Various family members—as well as my best friend and a number of acquaintances—all managed to get Covid-19 at this time. Naturally, this made me wary and then worried and then panicked.

My fate was anticlimactic. Having entered all the information on my driver’s license into their computer, they announced that they had no record of me at all (a curious fact, since I had had prescriptions filled there). Nevertheless, this was important information, and, armed with it, I began to formulate my new plan. I headed to the next pharmacy. About eight blocks away was another branch from the same chain. Now that I knew they had “no record of me” I was free to be an entirely unvaccinated client. An old white gentleman sat at the frontline counter having frustrating interactions with his computer.

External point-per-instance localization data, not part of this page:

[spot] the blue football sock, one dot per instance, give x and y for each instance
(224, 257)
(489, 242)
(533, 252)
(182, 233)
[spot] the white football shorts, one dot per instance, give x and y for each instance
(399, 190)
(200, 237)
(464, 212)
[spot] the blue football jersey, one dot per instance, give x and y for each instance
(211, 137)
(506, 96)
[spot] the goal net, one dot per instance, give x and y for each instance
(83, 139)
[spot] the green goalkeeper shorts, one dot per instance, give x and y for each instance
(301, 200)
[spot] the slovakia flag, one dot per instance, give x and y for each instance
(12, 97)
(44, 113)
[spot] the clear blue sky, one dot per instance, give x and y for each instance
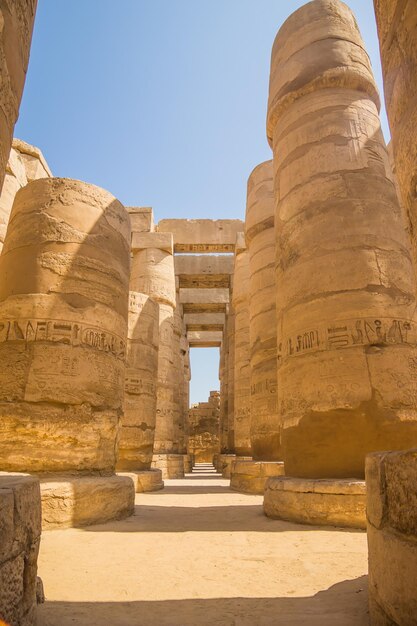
(162, 102)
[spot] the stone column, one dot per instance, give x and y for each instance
(242, 357)
(137, 431)
(153, 274)
(250, 476)
(64, 274)
(228, 455)
(397, 32)
(345, 280)
(16, 25)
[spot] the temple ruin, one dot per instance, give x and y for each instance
(310, 301)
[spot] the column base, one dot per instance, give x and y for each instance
(77, 501)
(251, 476)
(145, 480)
(188, 463)
(227, 463)
(325, 501)
(171, 465)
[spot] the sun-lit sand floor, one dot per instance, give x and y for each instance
(198, 553)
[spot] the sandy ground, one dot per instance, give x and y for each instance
(198, 554)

With my voice at the lowest volume possible, I told him I was there to receive a Covid-19 vaccine. In his loud voice, he asked me whether I had ever received the vaccine before. His incredulity at my unvaccinated status was a surprise—and unnecessary, since all off this took place in a state that has only a 55 percent vaccination rate (one of the lowest in the country).

It took a full ten minutes before a woman brought him the vaccine dose. She smiled and apologized and explained that they had received a new batch of vaccines which had to be defrosted just for me. Then the old man proceeded to administer the vaccine, annoyed at the fact that I was wearing a sweatshirt that would not roll all the way up my arm. We got through this problem and finally I got the shot. That was the fourth shot. I got a new vaccine card.

I would not have gone back for the fifth shot had it not been for a series of unfortunate Covid-19 infections. Various family members—as well as my best friend and a number of acquaintances—all managed to get Covid-19 at this time. Naturally, this made me wary and then worried and then panicked. When your entire sphere of interaction is determined by the health risks incurred, death dangles before you with persistence and prominence. This in itself creates within you the dirty secret of your own lack of health (something to be apologized for in a society that worships youth and fitness) and encourages a perspective on the world beyond that is ranked and tabulated based on costs that others do not have to compute.

Lying to get Covid-19 shots is one of them. In this third spring of Covid-19, Americans, even those who have been reliably careful in earlier seasons, have decided out of collective exhaustion to move ahead as if the pandemic were no more. I get this and I even envy it. To declare the pandemic “over” is, however, a decision that is unavailable to those in my condition, even as it provokes a deep sadness regarding the seasons of endless care and isolation that lie ahead when a pandemic never ends but simply gets demoted in the hierarchy of concerns.

No one knows exactly how my body would respond were I to contract the disease. When I first asked my pulmonologist whether I would make it, she paused a whole twenty seconds before telling me that I would likelymake it. Not exactly reassuring. And faced with these uncertain odds, you would probably get a fifth shot, too.

Lately, I am battling a case of FOMO; not a fear that I’m missing out on some fun event but rather on a potential treatment. Some of my similarly suffering friends in other states are receiving infusions of “Evushield,” a prophylactic treatment that reportedly reduces infection risk by another 77 percent. When I emailed my doctor’s office I was told they did not have sufficient doses for anyone other than cancer and transplant patients. Among the ranks of the desperate and ailing in this the age of Covid-19, they also suffer who stand and wait and lie to have a chance against this persistent virus.